[Date Prev][Date Next][Thread Prev][Thread Next][Date Index][Thread Index] [List Home]
Re: [ptp-dev] Remote tools now escapes all non-alphanumeric characters which causes problems for JAXB resource manager commands

Greg,
Some months ago I approached the mailing list with the problem below is relation to escaping characters in the JAXB RM's.  The conclusion was to leave this issue for the Juno release.  With planning for Juno now underway, I wanted to make sure this issue was put back on the radar and addressed in Juno.  I'm happy to be involved with other developers as to the best solution, some of which might be included in the email chain below.

Regards,
Simon Wail, Ph.D
HPC Specialist
IBM Research Collaboratory for Life Sciences - Melbourne


phone:
+61 3 9035-4341  fax: +61 3 8344-9130
address:
VLSCI, Gnd Floor, 187 Grattan St
Carlton   VIC   3010   Australia
email:
simon.wail@xxxxxxxxxxx







From:        Simon Wail/Australia/IBM@IBMAU
To:        Parallel Tools Platform general developers <ptp-dev@xxxxxxxxxxx>
Date:        07/02/2012 04:56 PM
Subject:        Re: [ptp-dev] Remote tools now escapes all non-alphanumeric        characters which causes problems for JAXB resource manager commands
Sent by:        ptp-dev-bounces@xxxxxxxxxxx




Greg,
I think what you've proposed would work if implemented with the "env" command on the remote system.  Env is part of the POSIX.2 standard so should be available on any Unix based remote system (I'm not sure about Windows).


So with your definition in the JAXB file, if "replaceEnvironment" is set to true, then "env -" (deprecated?) or "env -i" would be used as the command on the remote system, otherwise just "env" would be used.  The <environment> tags would then just be used to set additional environment variables as part of the "env" command.  I don't think you'd need to retrieve the values of the remote environment variables as this would be unnecessary overhead.  You could just add PATH=$PATH to the env command to achieve the same, but this would then need to bypass the escaping of non-alphanumeric characters.  This should still be reliable as it is the system doing the bypassing and not a user specified option - no need for the "resolve" attribute.  If "replaceEnvironment" and the <environment> tags are not used, then the command would revert back to what it is at the moment and the "env" command would not be used on the remote system.


I hope all this makes sense and agree that it's too much work for the SR2 release.  I'd like to see this targeted for Juno though.


Regards,
Simon Wail, Ph.D
HPC Specialist
IBM Research Collaboratory for Life Sciences - Melbourne


phone:
+61 3 9035-4341  fax: +61 3 8344-9130
address:
VLSCI, Gnd Floor, 187 Grattan St
Carlton   VIC   3010   Australia
email:
simon.wail@xxxxxxxxxxx








From:        
Greg Watson <g.watson@xxxxxxxxxxxx>
To:        
Parallel Tools Platform general developers <ptp-dev@xxxxxxxxxxx>
Date:        
07/02/2012 03:54 AM
Subject:        
Re: [ptp-dev] Remote tools now escapes all non-alphanumeric        characters which causes problems for JAXB resource manager commands
Sent by:        
ptp-dev-bounces@xxxxxxxxxxx




Simon,

Would the resolve attribute even work?
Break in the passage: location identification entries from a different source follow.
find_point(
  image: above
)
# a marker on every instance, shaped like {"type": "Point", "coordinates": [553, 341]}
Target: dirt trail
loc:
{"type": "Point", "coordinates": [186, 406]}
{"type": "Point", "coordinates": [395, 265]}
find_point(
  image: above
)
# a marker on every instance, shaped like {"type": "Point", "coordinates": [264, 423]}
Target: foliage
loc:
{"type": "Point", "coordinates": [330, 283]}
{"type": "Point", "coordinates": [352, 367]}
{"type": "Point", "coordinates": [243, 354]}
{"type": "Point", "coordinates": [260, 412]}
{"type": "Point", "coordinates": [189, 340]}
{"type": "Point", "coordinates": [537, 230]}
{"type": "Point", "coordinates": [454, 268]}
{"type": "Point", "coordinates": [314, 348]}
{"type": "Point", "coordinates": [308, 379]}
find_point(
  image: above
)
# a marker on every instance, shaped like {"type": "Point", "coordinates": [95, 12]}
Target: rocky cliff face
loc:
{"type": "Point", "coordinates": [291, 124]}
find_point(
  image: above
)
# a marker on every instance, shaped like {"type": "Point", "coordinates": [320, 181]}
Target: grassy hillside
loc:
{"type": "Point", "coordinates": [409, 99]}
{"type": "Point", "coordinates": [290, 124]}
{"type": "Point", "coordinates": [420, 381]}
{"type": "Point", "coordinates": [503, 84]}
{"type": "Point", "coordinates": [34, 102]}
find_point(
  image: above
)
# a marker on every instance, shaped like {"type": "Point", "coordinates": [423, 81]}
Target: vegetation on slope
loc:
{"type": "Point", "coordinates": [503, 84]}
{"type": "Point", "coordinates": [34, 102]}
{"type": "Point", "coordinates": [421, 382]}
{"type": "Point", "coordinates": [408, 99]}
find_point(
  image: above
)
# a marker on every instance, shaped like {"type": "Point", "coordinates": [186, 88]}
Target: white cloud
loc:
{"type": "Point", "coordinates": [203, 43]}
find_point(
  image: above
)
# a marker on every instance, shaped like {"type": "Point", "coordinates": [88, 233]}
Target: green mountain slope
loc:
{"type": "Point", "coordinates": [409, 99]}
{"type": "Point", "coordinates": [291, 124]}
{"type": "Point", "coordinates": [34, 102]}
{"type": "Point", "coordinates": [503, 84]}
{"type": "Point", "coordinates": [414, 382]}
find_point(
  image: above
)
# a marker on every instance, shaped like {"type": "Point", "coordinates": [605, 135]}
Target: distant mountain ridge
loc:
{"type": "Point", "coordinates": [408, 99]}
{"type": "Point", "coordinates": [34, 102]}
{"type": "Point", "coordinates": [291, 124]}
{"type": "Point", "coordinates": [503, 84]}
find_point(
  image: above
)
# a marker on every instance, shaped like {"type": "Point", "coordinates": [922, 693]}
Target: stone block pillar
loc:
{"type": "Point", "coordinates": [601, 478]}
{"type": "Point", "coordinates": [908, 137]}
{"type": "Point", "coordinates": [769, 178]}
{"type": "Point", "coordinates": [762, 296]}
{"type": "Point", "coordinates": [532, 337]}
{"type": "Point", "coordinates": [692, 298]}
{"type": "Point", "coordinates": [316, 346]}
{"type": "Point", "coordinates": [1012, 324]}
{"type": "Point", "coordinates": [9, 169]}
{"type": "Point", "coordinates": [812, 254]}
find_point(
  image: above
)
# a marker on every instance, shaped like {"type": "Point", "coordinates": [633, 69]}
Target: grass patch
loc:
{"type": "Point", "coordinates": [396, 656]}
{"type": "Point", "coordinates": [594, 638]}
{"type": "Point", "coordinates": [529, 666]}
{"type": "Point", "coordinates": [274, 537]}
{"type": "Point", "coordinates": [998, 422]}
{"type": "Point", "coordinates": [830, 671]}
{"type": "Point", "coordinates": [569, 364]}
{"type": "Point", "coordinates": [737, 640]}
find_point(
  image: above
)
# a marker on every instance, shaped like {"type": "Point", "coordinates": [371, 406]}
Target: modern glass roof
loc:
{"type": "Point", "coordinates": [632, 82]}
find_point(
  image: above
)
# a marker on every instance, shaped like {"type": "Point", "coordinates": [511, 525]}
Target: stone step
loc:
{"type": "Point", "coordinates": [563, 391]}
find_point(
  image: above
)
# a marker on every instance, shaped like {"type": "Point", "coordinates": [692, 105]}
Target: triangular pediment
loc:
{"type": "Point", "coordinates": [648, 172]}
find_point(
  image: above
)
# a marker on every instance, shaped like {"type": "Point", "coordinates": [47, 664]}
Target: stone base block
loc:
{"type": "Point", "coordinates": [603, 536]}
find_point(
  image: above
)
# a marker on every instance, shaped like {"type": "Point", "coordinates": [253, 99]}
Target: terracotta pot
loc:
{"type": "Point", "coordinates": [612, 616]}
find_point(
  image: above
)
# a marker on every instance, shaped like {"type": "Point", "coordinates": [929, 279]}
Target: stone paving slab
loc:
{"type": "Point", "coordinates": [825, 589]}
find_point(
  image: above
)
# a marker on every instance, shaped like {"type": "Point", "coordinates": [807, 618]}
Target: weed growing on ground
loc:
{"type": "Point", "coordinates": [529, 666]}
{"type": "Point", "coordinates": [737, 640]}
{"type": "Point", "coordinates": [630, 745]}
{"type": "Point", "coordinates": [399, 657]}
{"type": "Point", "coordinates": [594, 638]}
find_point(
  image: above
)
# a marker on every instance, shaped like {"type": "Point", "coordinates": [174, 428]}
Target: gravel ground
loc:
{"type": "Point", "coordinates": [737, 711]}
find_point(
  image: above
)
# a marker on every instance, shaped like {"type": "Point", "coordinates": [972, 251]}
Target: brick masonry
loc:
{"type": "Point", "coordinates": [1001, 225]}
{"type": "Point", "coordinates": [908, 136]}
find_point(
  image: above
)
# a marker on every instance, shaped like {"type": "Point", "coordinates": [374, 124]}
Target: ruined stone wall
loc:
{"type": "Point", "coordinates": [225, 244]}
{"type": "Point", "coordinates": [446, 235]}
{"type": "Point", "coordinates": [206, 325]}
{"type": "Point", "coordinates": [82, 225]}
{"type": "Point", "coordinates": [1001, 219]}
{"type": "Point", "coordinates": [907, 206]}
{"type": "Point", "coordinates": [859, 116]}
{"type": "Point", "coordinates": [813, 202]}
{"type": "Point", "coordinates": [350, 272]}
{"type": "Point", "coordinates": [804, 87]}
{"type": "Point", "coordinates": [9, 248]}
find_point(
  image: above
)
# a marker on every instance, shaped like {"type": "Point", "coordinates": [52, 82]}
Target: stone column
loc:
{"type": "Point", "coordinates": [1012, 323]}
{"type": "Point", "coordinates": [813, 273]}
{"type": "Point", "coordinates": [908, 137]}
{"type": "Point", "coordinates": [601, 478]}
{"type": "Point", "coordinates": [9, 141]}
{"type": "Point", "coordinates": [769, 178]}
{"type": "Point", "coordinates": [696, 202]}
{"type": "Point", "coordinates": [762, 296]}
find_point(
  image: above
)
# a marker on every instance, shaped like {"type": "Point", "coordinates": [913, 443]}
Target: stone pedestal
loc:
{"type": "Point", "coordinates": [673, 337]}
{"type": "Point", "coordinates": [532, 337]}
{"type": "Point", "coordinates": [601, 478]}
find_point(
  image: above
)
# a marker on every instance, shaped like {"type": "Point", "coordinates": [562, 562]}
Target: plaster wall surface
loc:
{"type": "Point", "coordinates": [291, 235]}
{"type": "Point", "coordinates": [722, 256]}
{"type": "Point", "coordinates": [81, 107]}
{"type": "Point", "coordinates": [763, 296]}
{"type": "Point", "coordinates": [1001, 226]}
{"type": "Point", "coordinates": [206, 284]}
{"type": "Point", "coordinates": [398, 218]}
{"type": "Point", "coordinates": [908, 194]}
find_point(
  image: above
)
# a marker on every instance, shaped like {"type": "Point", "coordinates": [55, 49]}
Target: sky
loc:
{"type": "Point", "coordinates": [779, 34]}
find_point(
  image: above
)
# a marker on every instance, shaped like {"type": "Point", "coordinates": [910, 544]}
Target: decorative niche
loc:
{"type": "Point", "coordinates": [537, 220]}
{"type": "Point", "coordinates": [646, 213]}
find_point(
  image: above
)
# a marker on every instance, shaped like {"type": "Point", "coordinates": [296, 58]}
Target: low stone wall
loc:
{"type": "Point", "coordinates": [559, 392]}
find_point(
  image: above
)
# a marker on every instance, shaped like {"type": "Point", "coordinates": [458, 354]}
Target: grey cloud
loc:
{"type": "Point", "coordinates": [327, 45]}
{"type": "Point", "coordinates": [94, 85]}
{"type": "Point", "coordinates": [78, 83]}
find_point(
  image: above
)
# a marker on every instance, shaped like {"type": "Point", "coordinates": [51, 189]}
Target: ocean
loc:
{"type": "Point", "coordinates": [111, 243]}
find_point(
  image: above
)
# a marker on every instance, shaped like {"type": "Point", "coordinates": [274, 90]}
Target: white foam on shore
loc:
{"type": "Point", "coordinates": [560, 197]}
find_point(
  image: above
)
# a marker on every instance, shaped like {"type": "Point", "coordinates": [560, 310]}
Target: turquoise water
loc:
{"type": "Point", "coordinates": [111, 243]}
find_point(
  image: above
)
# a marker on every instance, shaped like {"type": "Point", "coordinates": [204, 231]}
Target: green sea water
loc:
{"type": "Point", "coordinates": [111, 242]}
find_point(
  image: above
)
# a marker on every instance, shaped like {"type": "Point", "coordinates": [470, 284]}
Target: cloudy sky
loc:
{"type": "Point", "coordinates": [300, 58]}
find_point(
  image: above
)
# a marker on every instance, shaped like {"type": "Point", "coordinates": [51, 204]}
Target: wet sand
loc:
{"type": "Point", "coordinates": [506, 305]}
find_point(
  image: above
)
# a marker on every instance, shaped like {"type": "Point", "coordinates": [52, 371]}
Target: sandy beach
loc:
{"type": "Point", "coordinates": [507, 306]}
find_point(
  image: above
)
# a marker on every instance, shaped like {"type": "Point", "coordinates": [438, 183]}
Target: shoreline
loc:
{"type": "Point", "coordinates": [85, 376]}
Assuming replaceEnvironment worked, if the environment is cleared then there will no longer be a PATH or MMCS_SERVER_IP to resolve. It seems like you need to be able to clear the environment except for some selected vars, which would be difficult to implement. I think you really need a combination of replaceEnvironment and being able to look up environment vars from the remote target prior to the environment being cleared. Then you could do something like:

<submit-batch …. replaceEnvironment="true>
...
<environment>PATH=${remote_get_env:PATH}</environment >  
<environment> MMCS_SERVER_IP =${remote_get_env:MMCS_SERVER_IP}</environment >

</submit-batch>

To get this to work we'd need to 1) check the implementation of replaceEnvrionment to ensure that it is working as documented, and 2) implement a variable resolver called "remote_get_env" (or similar) that would allow lookup of remote environment variables.

We could target this for Juno as I don't think we have time to implement and test this for SR2.

How does this sound?

Greg

On Feb 5, 2012, at 9:04 PM, Simon Wail wrote:

Roland,

I don't think the "replaceEnvironment" option will work as I need it to.  It doesn't seem to work as described in the documentation for remote shell commands.  The documentation says:


"If the environment set on the command should entirely replace the shell environment (the default behavior is to append the command environment), set replaceEnvironment to true."

This seems to describe what I want, but doesn't work.  I'm not sure even if it works for local commands (I haven't tested that).  Also to completely replace the remote shell environment, would mean the remote PATH variable would have to be defined in the launch configuration and the necessary system path values might not be known to the user.  Also the MMCS_SERVER_IP would definitely not be a user set value.  Therefore this is not really a viable option, unless there was some way to retain selected remote shell environment variables like what Greg originally suggested.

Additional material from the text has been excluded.